When running the code it fails always on the 2/5

Predicting future Close prices from 2023-01-18 00:00:00 to 2023-01-22 00:00:00
 40%|██████████████████████████████████                                                   | 2/5 [00:03<00:05,  1.97s/it]

seems that total_data contains NaN values and the score method don't like it. Any idea on how to fix this?

I have switched to downloading the data using yfinance, all the columns have no NaNs so it's not the root of the issue. Is there something I am missing that may cause the ValueError?

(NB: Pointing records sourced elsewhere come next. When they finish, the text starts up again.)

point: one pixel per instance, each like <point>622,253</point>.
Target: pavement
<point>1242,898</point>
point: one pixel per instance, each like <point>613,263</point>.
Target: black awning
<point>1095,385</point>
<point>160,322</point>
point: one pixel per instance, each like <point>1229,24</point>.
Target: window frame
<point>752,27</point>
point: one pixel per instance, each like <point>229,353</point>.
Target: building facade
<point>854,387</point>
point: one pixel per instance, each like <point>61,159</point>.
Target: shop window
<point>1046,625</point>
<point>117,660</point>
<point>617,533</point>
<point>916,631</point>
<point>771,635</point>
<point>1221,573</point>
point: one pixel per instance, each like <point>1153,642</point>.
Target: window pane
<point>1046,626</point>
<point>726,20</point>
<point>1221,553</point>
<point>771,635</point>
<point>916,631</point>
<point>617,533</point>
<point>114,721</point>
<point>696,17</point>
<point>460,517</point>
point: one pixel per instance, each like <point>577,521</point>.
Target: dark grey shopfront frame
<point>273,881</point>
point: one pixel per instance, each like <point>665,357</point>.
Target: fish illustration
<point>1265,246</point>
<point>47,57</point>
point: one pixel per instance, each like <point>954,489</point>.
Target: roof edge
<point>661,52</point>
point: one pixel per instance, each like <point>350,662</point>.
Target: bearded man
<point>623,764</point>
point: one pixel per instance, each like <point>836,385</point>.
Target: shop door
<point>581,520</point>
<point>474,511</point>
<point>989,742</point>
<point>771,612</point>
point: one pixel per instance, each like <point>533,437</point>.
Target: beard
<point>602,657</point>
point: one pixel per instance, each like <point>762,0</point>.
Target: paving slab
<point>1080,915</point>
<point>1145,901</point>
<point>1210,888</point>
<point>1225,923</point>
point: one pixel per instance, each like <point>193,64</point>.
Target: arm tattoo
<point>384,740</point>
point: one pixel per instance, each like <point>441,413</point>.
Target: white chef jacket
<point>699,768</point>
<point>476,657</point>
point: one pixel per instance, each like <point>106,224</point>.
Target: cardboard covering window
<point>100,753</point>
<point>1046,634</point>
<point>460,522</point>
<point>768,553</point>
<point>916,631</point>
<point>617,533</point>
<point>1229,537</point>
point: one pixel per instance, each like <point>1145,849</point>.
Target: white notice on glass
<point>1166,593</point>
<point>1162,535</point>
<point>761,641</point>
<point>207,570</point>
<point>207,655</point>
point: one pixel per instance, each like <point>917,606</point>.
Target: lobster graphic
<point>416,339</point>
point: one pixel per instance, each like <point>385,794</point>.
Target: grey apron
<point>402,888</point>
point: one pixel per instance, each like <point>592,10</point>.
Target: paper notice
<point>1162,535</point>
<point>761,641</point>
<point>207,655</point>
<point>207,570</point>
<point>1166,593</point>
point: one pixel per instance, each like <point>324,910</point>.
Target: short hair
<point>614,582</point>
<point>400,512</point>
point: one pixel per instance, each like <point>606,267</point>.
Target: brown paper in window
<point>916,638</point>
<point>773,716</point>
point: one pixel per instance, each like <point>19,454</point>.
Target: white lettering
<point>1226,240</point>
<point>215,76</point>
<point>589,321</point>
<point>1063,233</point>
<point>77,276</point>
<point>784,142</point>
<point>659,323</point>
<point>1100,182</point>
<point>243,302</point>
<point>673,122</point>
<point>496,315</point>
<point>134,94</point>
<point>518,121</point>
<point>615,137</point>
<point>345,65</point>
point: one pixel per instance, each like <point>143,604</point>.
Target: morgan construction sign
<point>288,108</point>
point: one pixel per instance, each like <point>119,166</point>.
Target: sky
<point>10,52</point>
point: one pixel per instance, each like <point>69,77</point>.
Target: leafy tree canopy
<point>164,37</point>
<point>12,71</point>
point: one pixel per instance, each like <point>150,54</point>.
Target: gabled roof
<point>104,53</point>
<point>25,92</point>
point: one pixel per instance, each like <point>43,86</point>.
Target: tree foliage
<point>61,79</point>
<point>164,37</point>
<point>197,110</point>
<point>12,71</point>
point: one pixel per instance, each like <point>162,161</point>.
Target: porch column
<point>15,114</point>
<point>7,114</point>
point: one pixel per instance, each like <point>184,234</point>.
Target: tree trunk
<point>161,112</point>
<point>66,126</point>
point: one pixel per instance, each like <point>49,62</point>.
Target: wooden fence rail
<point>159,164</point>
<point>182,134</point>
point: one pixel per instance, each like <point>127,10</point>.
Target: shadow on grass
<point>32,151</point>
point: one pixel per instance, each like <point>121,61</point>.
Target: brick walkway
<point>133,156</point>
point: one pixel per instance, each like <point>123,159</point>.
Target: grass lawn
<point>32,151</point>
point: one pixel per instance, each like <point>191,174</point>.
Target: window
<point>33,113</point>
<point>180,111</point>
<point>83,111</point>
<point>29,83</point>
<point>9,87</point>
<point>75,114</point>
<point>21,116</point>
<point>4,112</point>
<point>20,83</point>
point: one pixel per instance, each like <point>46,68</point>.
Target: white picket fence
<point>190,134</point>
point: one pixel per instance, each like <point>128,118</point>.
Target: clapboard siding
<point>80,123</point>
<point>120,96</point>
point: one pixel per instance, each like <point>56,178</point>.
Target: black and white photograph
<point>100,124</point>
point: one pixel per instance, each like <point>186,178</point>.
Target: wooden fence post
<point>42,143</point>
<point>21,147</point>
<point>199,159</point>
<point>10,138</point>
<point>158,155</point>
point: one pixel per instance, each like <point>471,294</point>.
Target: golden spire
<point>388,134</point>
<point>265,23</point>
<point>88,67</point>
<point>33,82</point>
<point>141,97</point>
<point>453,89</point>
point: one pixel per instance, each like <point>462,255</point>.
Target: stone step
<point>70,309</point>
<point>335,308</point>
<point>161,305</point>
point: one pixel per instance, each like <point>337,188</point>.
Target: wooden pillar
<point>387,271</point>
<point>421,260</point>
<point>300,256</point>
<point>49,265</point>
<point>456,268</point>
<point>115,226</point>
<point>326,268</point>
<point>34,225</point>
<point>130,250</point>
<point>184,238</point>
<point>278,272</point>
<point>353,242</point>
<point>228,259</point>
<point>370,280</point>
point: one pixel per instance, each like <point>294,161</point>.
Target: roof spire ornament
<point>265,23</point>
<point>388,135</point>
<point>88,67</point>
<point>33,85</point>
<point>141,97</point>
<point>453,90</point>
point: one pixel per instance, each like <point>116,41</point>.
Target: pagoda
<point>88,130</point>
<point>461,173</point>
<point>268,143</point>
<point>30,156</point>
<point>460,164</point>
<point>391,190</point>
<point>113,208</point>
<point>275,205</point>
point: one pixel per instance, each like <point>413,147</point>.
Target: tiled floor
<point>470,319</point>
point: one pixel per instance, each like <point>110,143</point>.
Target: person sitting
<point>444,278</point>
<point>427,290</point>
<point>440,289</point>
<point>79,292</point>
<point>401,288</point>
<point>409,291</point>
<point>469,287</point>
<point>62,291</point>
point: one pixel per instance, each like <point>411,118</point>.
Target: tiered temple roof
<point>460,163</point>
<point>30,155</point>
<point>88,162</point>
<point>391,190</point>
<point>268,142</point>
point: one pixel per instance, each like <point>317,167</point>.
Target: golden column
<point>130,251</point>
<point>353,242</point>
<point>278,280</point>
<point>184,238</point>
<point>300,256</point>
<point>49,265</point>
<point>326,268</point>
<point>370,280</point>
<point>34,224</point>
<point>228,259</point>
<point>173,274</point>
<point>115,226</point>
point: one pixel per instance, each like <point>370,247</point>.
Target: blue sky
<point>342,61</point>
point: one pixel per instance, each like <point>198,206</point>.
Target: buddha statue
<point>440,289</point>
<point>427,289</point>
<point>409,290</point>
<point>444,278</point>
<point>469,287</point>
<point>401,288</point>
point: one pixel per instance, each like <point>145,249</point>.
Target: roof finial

Training data period is from 2018-01-02 00:00:00 to 2021-05-18 00:00:00
2023-01-18 10:04:46,223 __main__     INFO     >>> Extracting Features
2023-01-18 10:04:46,223 __main__     INFO     Features extraction Completed <<<
Predicting Close prices from 2021-05-19 00:00:00 to 2023-01-17 00:00:00
100%|█████████████████████████████████████████████████████████████████████████████████| 419/419 [09:17<00:00,  1.33s/it]
All predictions saved. The Mean Squared Error for the 419 days considered is: 6.657134688795405
Predicting future Close prices from 2023-01-18 00:00:00 to 2023-01-22 00:00:00
 40%|██████████████████████████████████                                                   | 2/5 [00:03<00:05,  1.97s/it]
Traceback (most recent call last):
  File "/home/originn/HMMs_Stock_Market/src/stock_analysis.py", line 470, in <module>
    main()
  File "/home/originn/HMMs_Stock_Market/src/stock_analysis.py", line 465, in main
    use_stock_predictor(company_name, start, end, future, metrics, plot, out_dir)
  File "/home/originn/HMMs_Stock_Market/src/stock_analysis.py", line 354, in use_stock_predictor
    future_pred_close = stock_predictor.predict_close_prices_for_future()
  File "/home/originn/HMMs_Stock_Market/src/stock_analysis.py", line 248, in predict_close_prices_for_future
    predicted_close_prices.append(self.predict_close_price_fut_days(day_index))
  File "/home/originn/HMMs_Stock_Market/src/stock_analysis.py", line 223, in predict_close_price_fut_days
    ) = self._get_most_probable_outcome(day_index)
  File "/home/originn/HMMs_Stock_Market/src/stock_analysis.py", line 149, in _get_most_probable_outcome
    outcome_score.append(self.hmm.score(total_data))
  File "/home/originn/HMMs_Stock_Market/venv/lib/python3.10/site-packages/hmmlearn/base.py", line 259, in score
    return self._score(X, lengths, compute_posteriors=False)[0]
  File "/home/originn/HMMs_Stock_Market/venv/lib/python3.10/site-packages/hmmlearn/base.py", line 272, in _score
    X = check_array(X)
  File "/home/originn/HMMs_Stock_Market/venv/lib/python3.10/site-packages/sklearn/utils/validation.py", line 919, in check_array
    _assert_all_finite(
  File "/home/originn/HMMs_Stock_Market/venv/lib/python3.10/site-packages/sklearn/utils/validation.py", line 161, in _assert_all_finite
    raise ValueError(msg_err)
ValueError: Input contains NaN.

Shouldn't in def predict_close_price_fut_days(self, day_index) the self.days be incemented?

I have the same issue as you and fixed it. Change the code from the line 194 to 196 as follows:

second_df = pd.DataFrame(index=future_dates, columns=["Open", "High", "Low", "Close"])

The wrong order make iloc could not local the right cell to replace the opening price for the first day in the future.